Just as postnatal illness is a condition related to loss (of an expected 'normal' motherhood) an operation to remove your reproductive organs is also about loss - no more children, a possible loss of femininity, etc. Earlier in the year I had felt the loss of having no more children VERY strongly. I had sobbed myself silly over it and hurt those around me. I wrote quite cruel letters to Nick unfairly blaming him for the fact we never had any more children - that I had been prepared to risk puerperal psychosis again but he wasn't - and who could blame him? I love my brother and sister deeply and the concept of 'family' - it wasn't that Dominic wasn't enough - I just wanted him to have siblings. But I hurt him too in the process of my ramblings. I am truly sorry for that. Then with the breakdown of our family these last two years it all just seemed too much to cope with.

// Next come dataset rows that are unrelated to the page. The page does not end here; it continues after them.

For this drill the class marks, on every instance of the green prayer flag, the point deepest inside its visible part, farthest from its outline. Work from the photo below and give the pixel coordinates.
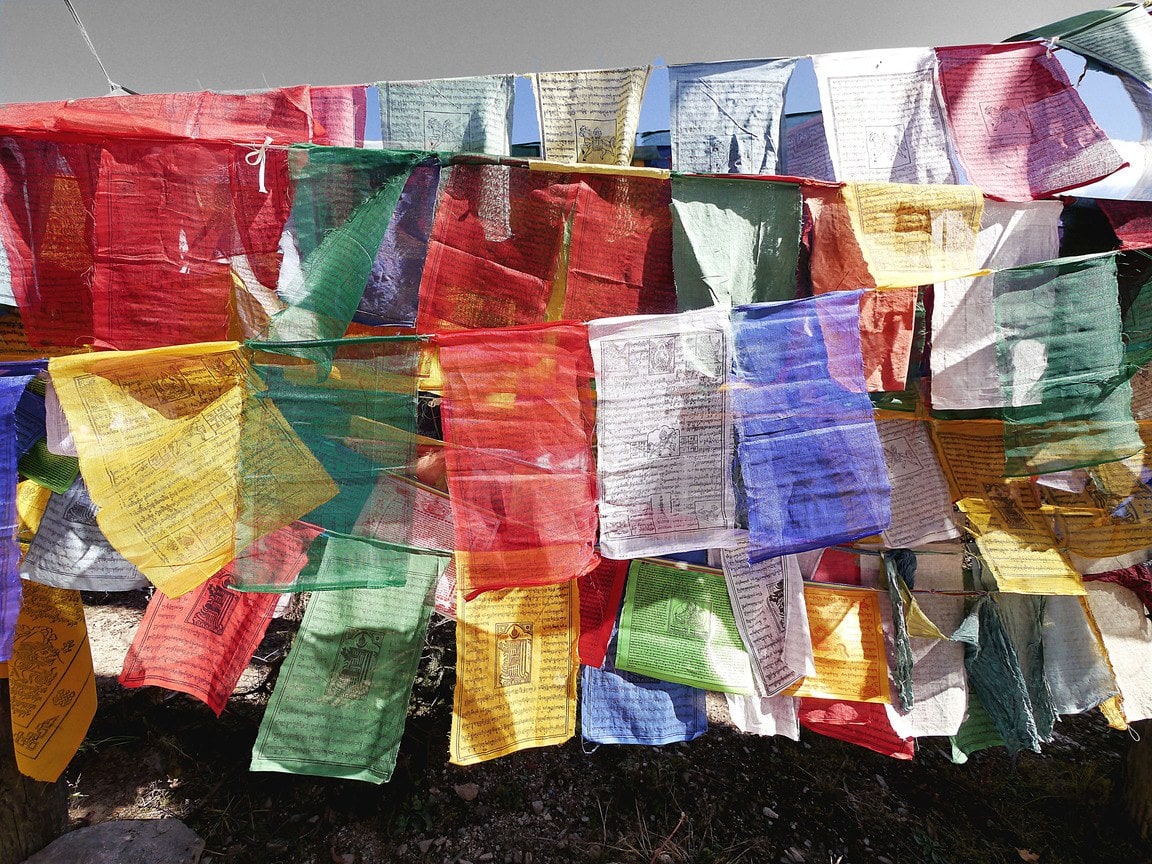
(734, 241)
(340, 704)
(1062, 366)
(677, 626)
(343, 198)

At the same time I seemed to receive a string of messages from other sufferers of puerperal psychosis who were scared to have another baby but wanted them. It seems my feelings around this were not unusual. The partners are often reluctant too - how on earth can they be expected to just sit back and say 'but of course we'll try again for another baby' when they have witnessed the mother of their child go through absolute hell the previous time? As the mother I feel the illness protects you and I found it easy to get maternal over pink frilly dresses, when all Nick could remember was pain and heartache. The only thing we were told by the psychiatrist when I was discharged was that if I ever got pregnant again then the chances of postnatal illness was higher! However, he did stress that everyone would be on my case next time. I like to think so. But it didn't happen for various reasons. We have a wonderful, healthy and bright son which is so much more than some have. I feel now I have put that issue to bed and moved on. I needed to for everyone.
I will put some advice for those thinking of another child at the end. I am delighted to say that some of the mums who contacted me are now expecting again and have plans in place with their health and family support teams to make the next birth and subsequent months easier!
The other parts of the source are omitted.